Eli Hazan, foreign affairs director for Netanyahu’s party, backtracks support for extremist Vox after online backlash

Far-right party Vox supporters wave Spanish flags during campaign rally in Seville on April 24, 2019 ahead of the April 28 general election. (CRISTINA QUICLER / AFP)
Far-right party Vox supporters wave Spanish flags during campaign rally in Seville on April 24, 2019 ahead of the April 28 general election. (CRISTINA QUICLER / AFP)

The Likud party’s foreign affairs director Eli Hazan apologized Saturday for endorsing a far-right Spanish political party ahead of the country’s general election on Sunday.

Hazan had earlier in the day tweeted good luck to Vox’s leader in the general election, and called the extremist party “Likud’s sister party” in the EU Parliament.

“It helps us a lot… anyone who supports Israel and Jews, I support him back,” he posted in Spanish.

Hazan’s post elicited backlash online, mostly from Spanish voters who pointed out the party’s ultra-nationalist rhetoric, links to Holocaust deniers and alleged Islamophobia.

Israeli-Spanish journalist Henrique Cymerman said the local Jewish community was “in shock” that Israel’s ruling party endorsed a party that he said bore “shades of neo-Nazism.”

Likud Foreign Affairs Director Eli Hazan speaks in an interview aired on TBN on October 27, 2017. (screen capture: YouTube)

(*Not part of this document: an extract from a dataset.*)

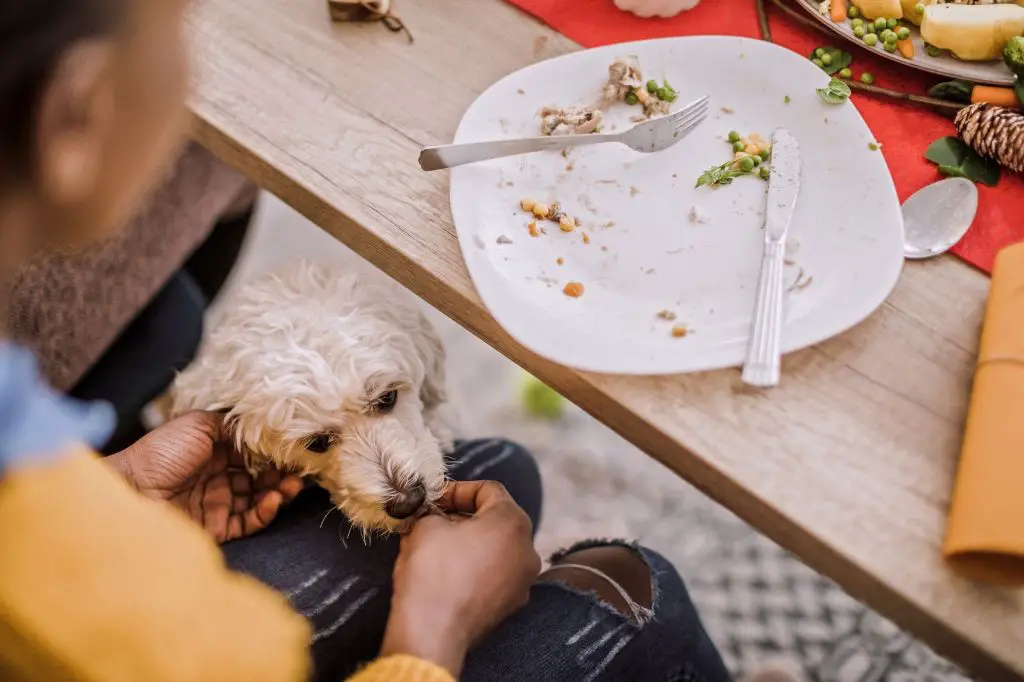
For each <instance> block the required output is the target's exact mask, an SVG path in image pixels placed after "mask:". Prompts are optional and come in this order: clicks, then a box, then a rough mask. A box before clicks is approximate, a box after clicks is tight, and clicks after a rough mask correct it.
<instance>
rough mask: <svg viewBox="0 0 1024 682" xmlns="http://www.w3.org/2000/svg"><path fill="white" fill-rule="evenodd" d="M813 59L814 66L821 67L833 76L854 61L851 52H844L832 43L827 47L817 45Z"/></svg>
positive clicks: (826, 46) (812, 54)
mask: <svg viewBox="0 0 1024 682" xmlns="http://www.w3.org/2000/svg"><path fill="white" fill-rule="evenodd" d="M810 59H811V61H813V62H814V66H815V67H817V68H819V69H821V70H822V71H823V72H825V73H826V74H828V75H829V76H831V75H833V74H835V73H836V72H838V71H840V70H841V69H846V68H847V67H849V66H850V62H851V61H853V55H851V54H850V53H849V52H844V51H843V50H841V49H839V48H838V47H833V46H830V45H828V46H825V47H816V48H814V51H812V52H811V55H810Z"/></svg>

Hazan deleted the tweet and issued an apology. In a follow-up tweet, Hazan said he should not have referenced Likud while expressing his personal opinion, and instead wished good luck to “all the Spanish parties who support Israel.”

Since the death of dictator Francisco Franco in 1975, Spain had been one of the few European countries with no far-right party to speak of.

But in Sunday’s election, Vox, with its ultra-nationalist rhetoric, could make a substantial entrance in the national parliament, gaining some 30 lawmakers out of 350, according to polls.

Practically non-existent in opinion polls a year ago, Vox leapt onto the scene in the December regional elections in Andalusia, taking nearly 11 percent of the vote.

The platform of Vox, which means voice in Latin, is to defend Spain from what it says are the dangers of separatism, Muslim immigration, feminism and liberals.

In March, the party tapped a Holocaust revisionist as a congressional candidate for the central Spanish city of Albacete. The candidate, historian Fernando Paz quickly dropped out of the race citing the intense scrutiny he faced in the Spanish media.

Fernando Paz. (screen grab via YouTube)

Among Vox’s other candidates are retired generals who defend Franco’s far-right regime.

Its leader, Santiago Abascal, unapologetically defends hunting, bullfighting and traditional and Catholic family values.